Wheeler’s Thought Experiment Explained Through Quantum Physics
Categories: News, Quantum, Quantum Physics
Quantum theory is something many people have heard of but few understand. It’s a branch of science that has given us certain nano-technologies such as LEDs, lasers and even computer chips. Recently, however, Quantum theory has brought a couple of scientists together to explore a rather decades-old experiment known as John Wheeler’s delayed-choice “thought experiment”. In Laymen’s terms, it allows a moving object to act either as a particle or as a wave. The experiment than asks, “At which point does the object decide?” In other words, how is it determined, and at what point throughout the process does this “choice” take place?
As far out as this might sound, two physicists at The Australian National University (ANU) have further explored and expanded on Wheeler’s experiment and found that the answer to that question lies in quantum physics. Keeping that in mind, the object’s behavior would ultimately be determined in terms of measurement, or, at the end of its journey.
“It proves that measurement is everything. At the quantum level, reality does not exist if you are not looking at it,” explains Associate Professor Andrew Truscott from the ANU Research School of Physics and Engineering.
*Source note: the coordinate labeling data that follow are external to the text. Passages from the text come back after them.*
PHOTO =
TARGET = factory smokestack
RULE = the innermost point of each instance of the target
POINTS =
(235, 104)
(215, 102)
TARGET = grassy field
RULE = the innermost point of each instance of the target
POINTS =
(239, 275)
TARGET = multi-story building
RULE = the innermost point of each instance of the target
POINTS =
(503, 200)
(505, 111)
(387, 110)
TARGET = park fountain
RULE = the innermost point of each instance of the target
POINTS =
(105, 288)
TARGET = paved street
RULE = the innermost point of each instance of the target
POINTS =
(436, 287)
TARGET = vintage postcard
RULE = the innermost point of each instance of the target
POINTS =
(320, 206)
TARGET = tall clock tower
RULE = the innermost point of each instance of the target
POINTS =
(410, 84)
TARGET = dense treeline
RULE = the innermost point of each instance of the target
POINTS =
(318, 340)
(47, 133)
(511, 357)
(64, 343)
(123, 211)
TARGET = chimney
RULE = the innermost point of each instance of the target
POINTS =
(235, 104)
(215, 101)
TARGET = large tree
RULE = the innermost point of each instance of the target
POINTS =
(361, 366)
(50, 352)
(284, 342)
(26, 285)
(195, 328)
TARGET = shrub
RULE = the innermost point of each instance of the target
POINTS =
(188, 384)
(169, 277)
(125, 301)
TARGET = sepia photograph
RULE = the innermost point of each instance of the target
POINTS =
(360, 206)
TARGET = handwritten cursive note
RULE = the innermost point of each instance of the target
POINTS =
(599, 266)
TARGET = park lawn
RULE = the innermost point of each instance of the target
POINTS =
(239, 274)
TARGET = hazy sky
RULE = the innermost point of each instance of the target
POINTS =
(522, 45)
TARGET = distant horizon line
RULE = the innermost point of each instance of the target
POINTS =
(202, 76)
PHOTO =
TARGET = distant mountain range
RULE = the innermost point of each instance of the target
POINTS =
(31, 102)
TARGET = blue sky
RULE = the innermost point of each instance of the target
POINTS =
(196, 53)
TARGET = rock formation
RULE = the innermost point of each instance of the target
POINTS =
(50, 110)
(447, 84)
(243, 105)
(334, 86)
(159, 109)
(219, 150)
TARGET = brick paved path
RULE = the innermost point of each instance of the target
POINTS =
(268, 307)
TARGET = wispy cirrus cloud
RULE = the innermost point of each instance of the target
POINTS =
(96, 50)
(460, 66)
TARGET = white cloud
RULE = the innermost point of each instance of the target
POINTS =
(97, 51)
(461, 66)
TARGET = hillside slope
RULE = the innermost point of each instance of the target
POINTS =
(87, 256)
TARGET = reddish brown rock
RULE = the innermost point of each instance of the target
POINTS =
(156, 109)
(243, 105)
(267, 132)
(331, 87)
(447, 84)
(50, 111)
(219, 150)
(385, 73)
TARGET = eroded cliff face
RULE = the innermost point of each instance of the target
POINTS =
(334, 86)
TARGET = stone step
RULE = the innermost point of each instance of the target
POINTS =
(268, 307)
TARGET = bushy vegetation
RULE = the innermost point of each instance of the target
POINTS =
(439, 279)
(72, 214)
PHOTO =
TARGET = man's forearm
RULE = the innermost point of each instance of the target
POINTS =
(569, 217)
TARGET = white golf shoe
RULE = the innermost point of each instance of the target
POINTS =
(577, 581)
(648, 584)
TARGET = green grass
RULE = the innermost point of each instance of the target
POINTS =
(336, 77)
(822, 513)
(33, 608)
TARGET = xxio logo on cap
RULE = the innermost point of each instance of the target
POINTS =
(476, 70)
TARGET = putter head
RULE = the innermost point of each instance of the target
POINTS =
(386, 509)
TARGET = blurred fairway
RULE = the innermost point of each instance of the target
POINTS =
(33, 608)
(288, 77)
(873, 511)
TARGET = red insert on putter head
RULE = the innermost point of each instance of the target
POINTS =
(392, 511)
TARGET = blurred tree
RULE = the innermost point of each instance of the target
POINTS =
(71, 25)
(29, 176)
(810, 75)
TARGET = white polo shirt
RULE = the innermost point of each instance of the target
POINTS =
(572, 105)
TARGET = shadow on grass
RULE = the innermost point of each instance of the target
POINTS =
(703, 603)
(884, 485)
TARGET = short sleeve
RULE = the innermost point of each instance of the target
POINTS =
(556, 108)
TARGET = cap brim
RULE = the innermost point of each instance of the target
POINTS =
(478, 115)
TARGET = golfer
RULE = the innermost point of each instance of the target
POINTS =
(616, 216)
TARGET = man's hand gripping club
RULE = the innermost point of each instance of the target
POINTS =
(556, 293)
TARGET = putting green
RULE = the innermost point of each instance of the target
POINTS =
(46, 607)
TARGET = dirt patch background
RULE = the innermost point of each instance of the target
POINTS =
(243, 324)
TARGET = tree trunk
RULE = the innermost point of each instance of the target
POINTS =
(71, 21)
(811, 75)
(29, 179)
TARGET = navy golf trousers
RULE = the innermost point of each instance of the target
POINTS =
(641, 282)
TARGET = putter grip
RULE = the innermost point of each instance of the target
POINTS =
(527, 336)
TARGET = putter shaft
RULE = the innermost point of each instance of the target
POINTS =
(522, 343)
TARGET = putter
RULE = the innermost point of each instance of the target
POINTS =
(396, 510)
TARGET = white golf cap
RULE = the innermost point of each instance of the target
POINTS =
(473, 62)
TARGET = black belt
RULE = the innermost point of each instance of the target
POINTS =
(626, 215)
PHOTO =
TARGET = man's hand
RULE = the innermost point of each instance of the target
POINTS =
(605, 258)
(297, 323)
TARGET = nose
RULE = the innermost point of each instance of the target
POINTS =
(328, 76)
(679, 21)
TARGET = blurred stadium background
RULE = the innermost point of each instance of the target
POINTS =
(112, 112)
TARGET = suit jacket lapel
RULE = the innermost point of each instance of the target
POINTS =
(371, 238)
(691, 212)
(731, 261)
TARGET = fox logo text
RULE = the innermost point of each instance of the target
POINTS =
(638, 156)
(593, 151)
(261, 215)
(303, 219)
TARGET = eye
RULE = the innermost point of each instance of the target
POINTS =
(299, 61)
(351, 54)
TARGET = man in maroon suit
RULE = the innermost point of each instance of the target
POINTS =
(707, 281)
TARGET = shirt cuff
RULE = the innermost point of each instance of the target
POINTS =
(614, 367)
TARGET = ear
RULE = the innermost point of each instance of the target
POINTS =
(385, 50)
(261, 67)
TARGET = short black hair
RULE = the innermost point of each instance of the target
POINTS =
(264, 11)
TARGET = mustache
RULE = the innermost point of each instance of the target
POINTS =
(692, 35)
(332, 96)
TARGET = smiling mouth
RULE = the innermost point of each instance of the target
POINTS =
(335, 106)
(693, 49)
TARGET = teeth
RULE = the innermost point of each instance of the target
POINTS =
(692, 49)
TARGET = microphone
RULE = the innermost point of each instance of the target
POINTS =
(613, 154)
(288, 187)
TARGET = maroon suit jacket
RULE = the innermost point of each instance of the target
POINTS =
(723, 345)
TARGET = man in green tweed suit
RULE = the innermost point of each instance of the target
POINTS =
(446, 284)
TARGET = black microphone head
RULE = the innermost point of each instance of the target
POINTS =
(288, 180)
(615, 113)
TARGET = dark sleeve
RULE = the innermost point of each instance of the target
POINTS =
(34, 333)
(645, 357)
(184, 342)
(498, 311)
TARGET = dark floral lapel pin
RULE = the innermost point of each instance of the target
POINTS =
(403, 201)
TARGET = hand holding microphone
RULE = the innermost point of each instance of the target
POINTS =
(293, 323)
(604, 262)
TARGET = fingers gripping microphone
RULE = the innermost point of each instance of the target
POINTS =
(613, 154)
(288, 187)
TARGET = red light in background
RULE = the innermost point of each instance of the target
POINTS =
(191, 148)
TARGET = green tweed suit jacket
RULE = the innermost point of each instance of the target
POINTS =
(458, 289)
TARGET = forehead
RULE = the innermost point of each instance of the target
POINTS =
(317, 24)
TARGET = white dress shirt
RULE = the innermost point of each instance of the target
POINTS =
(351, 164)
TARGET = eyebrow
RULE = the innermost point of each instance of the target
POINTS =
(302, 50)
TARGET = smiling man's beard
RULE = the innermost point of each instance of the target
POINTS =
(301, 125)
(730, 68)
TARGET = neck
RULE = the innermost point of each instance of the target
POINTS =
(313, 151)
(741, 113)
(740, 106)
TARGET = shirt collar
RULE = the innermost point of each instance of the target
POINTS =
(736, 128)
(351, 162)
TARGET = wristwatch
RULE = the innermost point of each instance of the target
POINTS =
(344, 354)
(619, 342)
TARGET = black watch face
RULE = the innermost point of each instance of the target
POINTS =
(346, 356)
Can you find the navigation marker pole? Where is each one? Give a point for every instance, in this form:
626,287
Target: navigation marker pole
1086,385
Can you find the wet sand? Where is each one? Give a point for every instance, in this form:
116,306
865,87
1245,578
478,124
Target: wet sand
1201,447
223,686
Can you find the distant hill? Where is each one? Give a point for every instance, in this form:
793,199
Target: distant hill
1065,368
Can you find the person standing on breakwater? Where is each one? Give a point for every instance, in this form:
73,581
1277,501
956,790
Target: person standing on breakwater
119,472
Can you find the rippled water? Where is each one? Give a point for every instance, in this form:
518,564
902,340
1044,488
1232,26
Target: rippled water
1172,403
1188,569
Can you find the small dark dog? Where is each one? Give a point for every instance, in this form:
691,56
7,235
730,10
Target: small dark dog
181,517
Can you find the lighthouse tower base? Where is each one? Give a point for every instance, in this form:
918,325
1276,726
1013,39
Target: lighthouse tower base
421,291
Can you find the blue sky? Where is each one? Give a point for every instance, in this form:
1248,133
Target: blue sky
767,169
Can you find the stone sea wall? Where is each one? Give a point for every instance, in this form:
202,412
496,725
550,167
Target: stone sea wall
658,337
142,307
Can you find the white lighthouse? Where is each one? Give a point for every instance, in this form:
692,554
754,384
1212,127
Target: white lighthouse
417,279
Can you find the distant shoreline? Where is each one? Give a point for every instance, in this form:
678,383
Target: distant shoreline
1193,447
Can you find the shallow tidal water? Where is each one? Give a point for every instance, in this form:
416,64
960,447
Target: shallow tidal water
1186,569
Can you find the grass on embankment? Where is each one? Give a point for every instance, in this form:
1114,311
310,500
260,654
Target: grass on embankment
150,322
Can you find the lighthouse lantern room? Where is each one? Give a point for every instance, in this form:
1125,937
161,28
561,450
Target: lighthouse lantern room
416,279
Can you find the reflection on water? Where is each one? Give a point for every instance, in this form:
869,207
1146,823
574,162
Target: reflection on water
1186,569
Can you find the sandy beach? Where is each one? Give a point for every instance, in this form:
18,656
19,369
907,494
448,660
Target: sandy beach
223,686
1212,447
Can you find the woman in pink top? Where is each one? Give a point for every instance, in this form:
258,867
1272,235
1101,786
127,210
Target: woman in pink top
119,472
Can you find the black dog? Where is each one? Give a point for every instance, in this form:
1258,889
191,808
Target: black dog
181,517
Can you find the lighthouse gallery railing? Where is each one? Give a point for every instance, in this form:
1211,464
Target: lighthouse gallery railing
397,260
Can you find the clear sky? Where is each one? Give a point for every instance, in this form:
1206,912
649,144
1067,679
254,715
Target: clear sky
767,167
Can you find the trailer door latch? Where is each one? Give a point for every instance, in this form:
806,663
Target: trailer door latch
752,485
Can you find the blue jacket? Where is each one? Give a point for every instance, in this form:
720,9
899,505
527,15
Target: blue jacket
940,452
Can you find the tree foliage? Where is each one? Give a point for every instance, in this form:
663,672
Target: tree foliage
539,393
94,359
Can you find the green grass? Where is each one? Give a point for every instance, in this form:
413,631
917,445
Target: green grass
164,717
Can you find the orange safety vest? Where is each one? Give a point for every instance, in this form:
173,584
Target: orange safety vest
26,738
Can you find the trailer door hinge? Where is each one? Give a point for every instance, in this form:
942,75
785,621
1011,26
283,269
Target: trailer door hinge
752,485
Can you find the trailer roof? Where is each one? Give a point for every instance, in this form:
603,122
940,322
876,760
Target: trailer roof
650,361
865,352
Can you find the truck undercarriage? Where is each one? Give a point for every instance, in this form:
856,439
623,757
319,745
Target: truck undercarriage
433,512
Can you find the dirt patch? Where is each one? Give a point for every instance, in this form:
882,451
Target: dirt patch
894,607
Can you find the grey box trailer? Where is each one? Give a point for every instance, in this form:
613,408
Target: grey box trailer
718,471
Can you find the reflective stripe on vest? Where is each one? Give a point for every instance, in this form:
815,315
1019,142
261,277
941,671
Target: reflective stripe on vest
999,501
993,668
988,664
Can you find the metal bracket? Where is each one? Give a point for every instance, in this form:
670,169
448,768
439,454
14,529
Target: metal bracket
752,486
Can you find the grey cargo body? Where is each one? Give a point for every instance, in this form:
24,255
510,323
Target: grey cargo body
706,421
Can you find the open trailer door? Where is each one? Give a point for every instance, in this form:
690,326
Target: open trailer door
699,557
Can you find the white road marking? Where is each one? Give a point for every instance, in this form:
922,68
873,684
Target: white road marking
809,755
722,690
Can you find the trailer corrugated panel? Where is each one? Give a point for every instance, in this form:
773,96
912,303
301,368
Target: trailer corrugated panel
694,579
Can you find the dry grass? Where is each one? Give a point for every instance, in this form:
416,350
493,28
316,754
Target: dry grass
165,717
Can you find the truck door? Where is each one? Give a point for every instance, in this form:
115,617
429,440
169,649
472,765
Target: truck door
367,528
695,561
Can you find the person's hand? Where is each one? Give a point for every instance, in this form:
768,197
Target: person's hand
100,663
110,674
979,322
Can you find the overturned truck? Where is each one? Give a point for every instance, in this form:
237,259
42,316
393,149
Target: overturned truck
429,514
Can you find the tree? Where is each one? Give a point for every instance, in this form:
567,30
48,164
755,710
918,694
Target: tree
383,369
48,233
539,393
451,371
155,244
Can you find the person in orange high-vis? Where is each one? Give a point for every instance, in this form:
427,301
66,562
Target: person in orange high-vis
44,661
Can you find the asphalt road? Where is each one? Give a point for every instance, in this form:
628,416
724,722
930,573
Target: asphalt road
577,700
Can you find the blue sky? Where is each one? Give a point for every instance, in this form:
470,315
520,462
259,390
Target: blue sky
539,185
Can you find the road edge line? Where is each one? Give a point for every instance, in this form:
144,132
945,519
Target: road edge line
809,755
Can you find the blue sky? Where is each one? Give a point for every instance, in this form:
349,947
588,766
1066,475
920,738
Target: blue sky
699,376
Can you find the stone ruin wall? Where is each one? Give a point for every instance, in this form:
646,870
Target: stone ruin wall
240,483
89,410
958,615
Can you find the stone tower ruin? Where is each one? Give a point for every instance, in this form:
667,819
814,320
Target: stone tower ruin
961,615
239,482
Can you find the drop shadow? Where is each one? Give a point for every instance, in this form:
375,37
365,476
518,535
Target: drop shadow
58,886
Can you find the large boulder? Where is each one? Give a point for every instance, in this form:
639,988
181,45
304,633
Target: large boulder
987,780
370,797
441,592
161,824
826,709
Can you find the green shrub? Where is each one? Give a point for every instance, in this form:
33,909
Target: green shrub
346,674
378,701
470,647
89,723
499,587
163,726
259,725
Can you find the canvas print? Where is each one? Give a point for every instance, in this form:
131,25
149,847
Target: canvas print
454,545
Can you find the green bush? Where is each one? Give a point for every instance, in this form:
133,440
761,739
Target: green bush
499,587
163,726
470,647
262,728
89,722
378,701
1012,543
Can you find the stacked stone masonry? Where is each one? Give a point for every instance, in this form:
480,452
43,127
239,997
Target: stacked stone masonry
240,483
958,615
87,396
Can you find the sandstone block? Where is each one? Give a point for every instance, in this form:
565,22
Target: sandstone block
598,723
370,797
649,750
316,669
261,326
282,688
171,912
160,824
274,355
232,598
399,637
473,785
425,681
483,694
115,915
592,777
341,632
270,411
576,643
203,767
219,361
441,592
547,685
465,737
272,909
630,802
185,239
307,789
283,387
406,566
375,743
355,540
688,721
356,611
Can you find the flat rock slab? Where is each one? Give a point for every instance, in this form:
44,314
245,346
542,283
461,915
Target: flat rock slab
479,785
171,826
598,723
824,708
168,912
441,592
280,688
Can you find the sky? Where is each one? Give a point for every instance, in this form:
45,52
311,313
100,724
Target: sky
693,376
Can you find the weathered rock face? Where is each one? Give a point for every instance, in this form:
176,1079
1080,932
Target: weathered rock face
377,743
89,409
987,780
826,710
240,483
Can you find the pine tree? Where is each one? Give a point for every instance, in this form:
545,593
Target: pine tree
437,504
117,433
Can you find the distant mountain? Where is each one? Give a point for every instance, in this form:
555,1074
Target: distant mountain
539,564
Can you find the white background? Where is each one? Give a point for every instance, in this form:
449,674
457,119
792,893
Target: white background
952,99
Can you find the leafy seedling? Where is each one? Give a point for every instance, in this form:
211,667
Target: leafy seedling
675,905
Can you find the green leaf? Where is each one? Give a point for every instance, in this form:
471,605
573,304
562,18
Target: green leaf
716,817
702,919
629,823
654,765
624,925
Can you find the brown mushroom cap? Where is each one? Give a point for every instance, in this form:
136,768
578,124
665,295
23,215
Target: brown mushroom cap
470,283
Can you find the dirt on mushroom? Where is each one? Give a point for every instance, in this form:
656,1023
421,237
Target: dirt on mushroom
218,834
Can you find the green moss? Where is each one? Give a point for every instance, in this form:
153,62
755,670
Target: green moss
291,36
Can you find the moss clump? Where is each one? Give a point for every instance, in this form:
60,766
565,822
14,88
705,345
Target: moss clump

“Quantum physics’ predictions about interference seems odd enough when applied to light, which seems more like a wave, but to have done the experiment with atoms, which are complicated things that have mass and interact with electric fields and so on, adds to the weirdness”, exclaims Roman Khakimov, PhD student at the Research School of Physics and Engineering.
The theory was put to the test through a series of smaller experiments in which Professor Truscott’s team trapped helium atoms in a state of suspension known as a Bose-Einstein condensate. After that they were ejected until there was only a single atom left. After some time, the lone atom was dropped through lasers — well, a counter-propagating laser beam to be exact — which was done to form a grating pattern that would act as a crossroads to scatter the light.
At the end of the experiment, the random number determining whether the grating was added actually only generated once the atom was passed through the crossroads. “The atoms did not [actually] travel from A to B. It was only when they were measured at the end of the journey that their wave-like or particle-like behavior was brought into existence”, Truscott goes on to say.